Biological Chemistry

Additional Titles: 
Department Chair
Contact Information
Office Location: 
2001 IAST, Lab: 2070 IAST
Email: 
chris@sas.upenn.edu
Phone: 
(215) 898-5714
Twitter: 
@ChristiansonLab
Admin Support: 
Education: 
  • A.B. Harvard College (1983)
  • A.M. Harvard University (1985)
  • Ph.D. Harvard University (1987)
  • Searle Scholar Award (1989–1992)
  • Young Investigator Award, Office of Naval Research (1989–1992)
  • Alfred P. Sloan Foundation Research Fellow (1992–1994)
  • Camille and Henry Dreyfus Teacher-Scholar Award (1993–1994)
  • Pfizer Award in Enzyme Chemistry, American Chemical Society (1999)
  • Fellow in Natural Sciences (Chemistry), Sidney Sussex College, University of Cambridge (2006)
  • Underwood Fellowship, Department of Biochemistry, University of Cambridge (2006–2007)
  • Senior Fellow, American Asthma Foundation (2006)
  • Fellow of the John Simon Guggenheim Memorial Foundation (2006–2007)
  • National Academies Board on Chemical Sciences and Technology (2011–2017)
  • The Repligen Award in Chemistry of Biological Processes, American Chemical Society (2013)
  • Fellow of the Royal Society of Chemistry (London) (2013)
  • Elizabeth S. and Richard M. Cashin Fellow, Radcliffe Institute for Advanced Study, Harvard University
  • Visiting Professor of Chemistry and Chemical Biology, Harvard University
Research Interests: 

We are interested in structural aspects of the mechanisms of hydrolytic metalloenzymes in the arginase-deacetylase family. To date, we have determined the crystal structures of rat arginase I, human arginase I, human arginase II, and arginases from Plasmodium falciparum, Leishmania mexicana, and Schistosoma mansoni.
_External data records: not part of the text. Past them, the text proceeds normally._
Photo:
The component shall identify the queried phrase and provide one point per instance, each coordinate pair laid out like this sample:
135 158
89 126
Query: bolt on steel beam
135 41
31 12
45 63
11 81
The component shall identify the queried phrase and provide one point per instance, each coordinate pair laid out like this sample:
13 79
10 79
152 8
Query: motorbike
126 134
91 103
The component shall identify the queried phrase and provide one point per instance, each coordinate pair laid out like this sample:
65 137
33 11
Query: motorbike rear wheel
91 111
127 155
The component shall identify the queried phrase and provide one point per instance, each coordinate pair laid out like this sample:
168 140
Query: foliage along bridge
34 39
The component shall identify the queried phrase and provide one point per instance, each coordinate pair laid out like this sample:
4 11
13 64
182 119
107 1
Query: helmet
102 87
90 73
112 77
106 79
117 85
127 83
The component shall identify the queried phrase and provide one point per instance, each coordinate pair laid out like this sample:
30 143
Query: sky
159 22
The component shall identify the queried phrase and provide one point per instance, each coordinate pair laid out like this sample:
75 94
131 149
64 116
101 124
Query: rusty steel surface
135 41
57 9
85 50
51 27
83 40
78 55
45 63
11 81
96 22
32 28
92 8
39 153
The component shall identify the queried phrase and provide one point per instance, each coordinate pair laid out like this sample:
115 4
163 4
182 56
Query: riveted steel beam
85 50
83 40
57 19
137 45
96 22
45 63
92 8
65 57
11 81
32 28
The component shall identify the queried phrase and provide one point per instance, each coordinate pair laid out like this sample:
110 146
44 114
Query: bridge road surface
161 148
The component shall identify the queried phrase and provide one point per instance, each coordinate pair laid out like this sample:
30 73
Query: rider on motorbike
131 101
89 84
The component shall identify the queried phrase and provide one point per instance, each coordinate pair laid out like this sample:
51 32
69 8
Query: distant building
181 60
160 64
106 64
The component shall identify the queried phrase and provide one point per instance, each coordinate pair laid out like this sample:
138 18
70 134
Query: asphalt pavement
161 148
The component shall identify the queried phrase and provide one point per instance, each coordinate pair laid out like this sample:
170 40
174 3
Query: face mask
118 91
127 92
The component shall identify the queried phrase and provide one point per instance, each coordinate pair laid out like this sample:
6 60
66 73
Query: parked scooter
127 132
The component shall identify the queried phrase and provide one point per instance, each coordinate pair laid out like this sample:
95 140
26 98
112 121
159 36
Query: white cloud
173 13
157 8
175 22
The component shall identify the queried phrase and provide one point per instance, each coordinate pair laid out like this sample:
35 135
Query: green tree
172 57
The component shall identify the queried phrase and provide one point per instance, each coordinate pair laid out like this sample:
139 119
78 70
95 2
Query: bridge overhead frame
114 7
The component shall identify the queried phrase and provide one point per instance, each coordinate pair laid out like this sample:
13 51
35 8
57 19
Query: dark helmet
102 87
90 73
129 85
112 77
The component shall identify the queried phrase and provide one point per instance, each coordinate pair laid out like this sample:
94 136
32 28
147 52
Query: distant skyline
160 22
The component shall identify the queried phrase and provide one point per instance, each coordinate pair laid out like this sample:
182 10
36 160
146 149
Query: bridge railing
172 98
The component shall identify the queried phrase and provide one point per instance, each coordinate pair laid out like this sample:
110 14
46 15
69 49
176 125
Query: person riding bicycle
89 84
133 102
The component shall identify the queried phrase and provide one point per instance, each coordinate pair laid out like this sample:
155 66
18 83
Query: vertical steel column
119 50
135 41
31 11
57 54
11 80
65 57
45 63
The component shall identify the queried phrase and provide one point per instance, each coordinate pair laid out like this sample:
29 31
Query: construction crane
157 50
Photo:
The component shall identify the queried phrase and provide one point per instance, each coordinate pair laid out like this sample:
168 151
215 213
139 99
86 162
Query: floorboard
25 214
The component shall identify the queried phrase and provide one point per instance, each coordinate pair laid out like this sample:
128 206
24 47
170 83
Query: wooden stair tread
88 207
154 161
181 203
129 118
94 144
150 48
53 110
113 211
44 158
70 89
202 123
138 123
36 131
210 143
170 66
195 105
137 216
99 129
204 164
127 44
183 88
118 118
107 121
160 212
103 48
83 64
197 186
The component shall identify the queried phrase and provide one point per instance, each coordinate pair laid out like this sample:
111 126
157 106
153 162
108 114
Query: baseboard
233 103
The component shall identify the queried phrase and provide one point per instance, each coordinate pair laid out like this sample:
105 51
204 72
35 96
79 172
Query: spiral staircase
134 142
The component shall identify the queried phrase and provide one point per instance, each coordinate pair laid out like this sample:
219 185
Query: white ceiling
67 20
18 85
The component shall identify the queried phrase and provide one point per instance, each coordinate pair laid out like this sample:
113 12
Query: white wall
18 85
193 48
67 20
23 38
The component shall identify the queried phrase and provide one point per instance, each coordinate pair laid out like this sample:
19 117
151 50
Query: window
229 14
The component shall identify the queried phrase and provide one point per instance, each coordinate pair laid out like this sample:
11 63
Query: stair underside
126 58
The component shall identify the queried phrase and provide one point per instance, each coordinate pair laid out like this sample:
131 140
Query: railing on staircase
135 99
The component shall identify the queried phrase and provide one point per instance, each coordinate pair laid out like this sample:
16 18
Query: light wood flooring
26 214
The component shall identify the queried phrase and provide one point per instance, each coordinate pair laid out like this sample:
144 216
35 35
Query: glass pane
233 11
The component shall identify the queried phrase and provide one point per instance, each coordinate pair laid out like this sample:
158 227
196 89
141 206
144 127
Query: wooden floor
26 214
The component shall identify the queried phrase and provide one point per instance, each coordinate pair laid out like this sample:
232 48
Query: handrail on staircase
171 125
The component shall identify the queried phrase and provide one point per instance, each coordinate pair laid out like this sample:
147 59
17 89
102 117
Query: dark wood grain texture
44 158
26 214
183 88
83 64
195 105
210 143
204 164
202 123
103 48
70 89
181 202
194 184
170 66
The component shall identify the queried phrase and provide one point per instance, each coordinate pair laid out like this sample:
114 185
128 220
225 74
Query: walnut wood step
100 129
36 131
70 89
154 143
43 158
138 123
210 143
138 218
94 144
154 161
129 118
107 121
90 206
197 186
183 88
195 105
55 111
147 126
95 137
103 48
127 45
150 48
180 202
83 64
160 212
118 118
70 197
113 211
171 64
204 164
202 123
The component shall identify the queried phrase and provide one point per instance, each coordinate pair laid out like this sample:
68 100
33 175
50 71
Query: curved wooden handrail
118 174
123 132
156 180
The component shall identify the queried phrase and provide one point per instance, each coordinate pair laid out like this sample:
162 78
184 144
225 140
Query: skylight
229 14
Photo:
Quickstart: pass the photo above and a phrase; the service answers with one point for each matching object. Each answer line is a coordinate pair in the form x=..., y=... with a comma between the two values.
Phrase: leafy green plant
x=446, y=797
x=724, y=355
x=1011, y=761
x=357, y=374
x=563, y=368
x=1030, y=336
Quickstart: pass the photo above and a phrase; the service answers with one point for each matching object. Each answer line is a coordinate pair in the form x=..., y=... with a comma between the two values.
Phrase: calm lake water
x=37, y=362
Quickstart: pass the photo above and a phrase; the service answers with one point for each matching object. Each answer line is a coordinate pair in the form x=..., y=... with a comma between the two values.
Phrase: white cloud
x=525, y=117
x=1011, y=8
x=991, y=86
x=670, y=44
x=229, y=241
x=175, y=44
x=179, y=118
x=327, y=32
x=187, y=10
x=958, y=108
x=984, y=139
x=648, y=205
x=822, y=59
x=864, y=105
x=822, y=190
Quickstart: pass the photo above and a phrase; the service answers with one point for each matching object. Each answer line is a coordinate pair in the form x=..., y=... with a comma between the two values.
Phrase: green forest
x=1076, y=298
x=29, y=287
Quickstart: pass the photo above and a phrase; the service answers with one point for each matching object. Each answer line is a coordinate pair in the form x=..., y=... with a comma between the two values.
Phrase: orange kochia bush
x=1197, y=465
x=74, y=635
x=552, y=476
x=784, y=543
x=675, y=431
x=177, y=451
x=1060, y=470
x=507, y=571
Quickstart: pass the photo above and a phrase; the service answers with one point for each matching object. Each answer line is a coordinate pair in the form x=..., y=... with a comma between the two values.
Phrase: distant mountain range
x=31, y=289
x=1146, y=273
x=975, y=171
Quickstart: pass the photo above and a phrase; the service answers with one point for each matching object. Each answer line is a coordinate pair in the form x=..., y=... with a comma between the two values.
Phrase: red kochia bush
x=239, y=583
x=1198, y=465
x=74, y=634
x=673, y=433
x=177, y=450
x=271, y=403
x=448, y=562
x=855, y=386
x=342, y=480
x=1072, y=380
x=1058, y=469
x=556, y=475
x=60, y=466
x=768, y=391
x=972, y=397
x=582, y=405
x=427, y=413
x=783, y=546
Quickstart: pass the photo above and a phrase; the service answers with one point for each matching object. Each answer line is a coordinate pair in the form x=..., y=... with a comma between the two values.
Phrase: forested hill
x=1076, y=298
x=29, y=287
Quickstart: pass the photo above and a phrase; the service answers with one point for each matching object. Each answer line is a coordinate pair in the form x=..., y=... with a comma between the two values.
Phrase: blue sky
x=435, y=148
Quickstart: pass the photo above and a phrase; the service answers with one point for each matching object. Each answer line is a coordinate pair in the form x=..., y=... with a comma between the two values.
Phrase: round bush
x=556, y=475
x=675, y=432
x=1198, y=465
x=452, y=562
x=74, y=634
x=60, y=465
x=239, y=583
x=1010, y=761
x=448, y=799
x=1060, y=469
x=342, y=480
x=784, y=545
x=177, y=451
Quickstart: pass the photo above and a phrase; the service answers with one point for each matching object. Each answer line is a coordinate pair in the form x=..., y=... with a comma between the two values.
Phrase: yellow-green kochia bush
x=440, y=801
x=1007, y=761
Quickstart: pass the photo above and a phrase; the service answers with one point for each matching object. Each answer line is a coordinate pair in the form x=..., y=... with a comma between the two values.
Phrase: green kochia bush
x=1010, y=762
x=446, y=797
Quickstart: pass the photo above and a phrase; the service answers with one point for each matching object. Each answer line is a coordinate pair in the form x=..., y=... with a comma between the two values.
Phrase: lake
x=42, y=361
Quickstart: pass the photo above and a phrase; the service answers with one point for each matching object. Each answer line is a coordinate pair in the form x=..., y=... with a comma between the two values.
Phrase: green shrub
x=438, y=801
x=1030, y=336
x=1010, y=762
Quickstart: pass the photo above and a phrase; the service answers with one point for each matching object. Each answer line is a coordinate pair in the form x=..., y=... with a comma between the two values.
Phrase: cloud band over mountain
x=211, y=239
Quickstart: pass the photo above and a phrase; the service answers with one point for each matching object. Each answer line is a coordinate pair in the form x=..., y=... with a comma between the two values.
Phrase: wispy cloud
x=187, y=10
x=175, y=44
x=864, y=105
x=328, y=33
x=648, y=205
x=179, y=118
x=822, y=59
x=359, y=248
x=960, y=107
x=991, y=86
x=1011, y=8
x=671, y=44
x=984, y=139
Structural and enzymological data suggest a mechanism for arginine hydrolysis in which both manganese ions activate a bridging hydroxide ion for nucleophilic attack at the guanidinium group of arginine in the first step of catalysis. Based on our structural and mechanistic analyses, we designed and synthesized boronic acid analogues of arginine such as 2-amino-6-boronohexanoic acid (ABH, Kd = 5 nM) [Baggio et al. (1997) J. Am. Chem. Soc. 119, 8107]. The boronic acid moiety of ABH similarly undergoes nucleophilic attack by the metal-bridging hydroxide ion to yield a metal-bound boronate anion that mimics the tetrahedral intermediate and its flanking transition states in catalysis (Figure 1), as shown in X-ray crystallographic studies of rat arginase I [Cox et al. (1999) Nature Struct. Biol. 6, 1043], human arginase I [Di Costanzo et al. (2005) Proc. Natl. Acad. Sci. USA, 102, 13058], P. falciparum arginase [Dowling et al. (2010) Biochemistry 49 5600], and L. mexicana arginase [D' Antonio et al. (2013) Arch. Biochem. Biophys. 535, 163]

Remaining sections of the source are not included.